- Opowiadanie: Miracle9515 - Nie zadzieraj z wiedźmą!

Nie zadzieraj z wiedźmą!

Tym razem też krótko, muszę się rozpisać ;) 

Mam nadzieję, że się spodoba :)

(EDIT: wersja poprawiona, dziękuję życzliwym i bardziej doświadczonym autorom za zwrócenie uwagi na błędy, mam nadzieję, że teraz tekst jest lepszy :D :D )

Dyżurni:

Finkla, bohdan, adamkb

Oceny

Nie zadzieraj z wiedźmą!

„Zaraz będę, idę jeszcze do sklepu. Chcesz coś?”
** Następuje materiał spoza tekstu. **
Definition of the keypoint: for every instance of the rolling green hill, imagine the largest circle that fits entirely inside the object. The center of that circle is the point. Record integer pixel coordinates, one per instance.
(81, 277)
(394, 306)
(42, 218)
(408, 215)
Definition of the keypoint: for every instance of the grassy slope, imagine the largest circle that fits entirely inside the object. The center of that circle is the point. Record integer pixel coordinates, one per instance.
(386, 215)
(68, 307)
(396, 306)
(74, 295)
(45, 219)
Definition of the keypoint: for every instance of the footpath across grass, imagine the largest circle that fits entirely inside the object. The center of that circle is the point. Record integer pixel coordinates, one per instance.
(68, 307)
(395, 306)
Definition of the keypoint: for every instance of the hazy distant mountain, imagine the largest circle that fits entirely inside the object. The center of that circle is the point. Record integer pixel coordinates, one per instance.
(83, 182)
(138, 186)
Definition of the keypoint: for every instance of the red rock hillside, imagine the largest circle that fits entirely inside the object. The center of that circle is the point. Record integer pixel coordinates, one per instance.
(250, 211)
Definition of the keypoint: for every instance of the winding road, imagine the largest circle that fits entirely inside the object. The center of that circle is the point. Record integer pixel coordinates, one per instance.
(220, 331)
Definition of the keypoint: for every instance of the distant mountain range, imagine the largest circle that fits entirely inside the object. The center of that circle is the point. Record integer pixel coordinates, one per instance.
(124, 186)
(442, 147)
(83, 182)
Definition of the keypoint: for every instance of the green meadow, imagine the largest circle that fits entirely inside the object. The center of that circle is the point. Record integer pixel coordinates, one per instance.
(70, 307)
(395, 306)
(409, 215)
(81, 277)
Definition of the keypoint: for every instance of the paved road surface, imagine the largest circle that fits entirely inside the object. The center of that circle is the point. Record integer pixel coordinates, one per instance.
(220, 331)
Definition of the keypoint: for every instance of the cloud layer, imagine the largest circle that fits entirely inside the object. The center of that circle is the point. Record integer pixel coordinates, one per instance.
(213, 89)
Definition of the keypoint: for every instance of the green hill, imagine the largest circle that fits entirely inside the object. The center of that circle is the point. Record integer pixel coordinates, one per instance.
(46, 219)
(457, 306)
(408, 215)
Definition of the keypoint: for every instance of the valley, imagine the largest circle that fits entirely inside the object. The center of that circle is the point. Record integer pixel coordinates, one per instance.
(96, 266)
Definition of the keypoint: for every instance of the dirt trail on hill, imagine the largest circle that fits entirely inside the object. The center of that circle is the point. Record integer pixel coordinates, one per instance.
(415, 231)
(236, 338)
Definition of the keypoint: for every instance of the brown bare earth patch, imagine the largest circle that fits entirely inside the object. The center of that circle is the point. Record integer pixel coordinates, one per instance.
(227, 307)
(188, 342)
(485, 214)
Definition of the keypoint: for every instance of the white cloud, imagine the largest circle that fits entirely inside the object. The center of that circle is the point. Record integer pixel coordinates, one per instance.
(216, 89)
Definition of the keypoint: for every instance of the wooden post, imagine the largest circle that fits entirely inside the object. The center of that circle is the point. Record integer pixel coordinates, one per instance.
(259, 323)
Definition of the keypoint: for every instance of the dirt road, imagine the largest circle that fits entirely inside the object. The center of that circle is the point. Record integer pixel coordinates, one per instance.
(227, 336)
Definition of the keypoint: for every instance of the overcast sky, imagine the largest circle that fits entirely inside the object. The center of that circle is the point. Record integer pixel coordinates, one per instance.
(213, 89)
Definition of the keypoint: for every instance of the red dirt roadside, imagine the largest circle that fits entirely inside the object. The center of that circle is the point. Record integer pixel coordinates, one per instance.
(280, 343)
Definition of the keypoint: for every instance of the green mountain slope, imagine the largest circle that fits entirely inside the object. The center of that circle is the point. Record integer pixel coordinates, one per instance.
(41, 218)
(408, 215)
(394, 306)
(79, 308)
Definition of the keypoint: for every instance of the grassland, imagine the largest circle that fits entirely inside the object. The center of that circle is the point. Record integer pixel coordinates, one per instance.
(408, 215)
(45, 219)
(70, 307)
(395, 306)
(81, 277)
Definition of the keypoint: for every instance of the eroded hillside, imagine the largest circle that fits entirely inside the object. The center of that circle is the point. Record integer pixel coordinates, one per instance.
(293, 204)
Po chwili Małgorzata otrzymała odpowiedź na wysłanego SMS-a:

„Kupisz mi „Głos”? Krzysiek dzwonił, że nie zdążył kupić przed pracą…”

Echo poniosło huk wystrzału, który wyrwał Małgorzatę z zamyślenia. Po nim rozległ się kolejne. Dziewczyna stała, nasłuchując następnego wystrzału, ale ten nie nastąpił. Na początku myślała, że to dzieciaki bawiły się petardami, ale nie, to nie było to.

Spojrzała w stronę, z której dotarło echo tego niepokojącego dźwięku.

Zmarszczyła brwi. Jeśli dzieciaki bawiły się wiatrówką, to na pewno nie mogło się skończyć dobrze. A może ktoś po prostu ćwiczył? Małgorzata ćwiczyła strzelanie z pistoletu, ale na strzelnicy. 

 

W chwili, w której Małgorzata uchyliła okno w samochodzie, rozległ się kolejny strzał. To już było niepokojące. Zacisnęła dłonie na kierownicy. Może była przewrażliwiona? A może już miała paranoję?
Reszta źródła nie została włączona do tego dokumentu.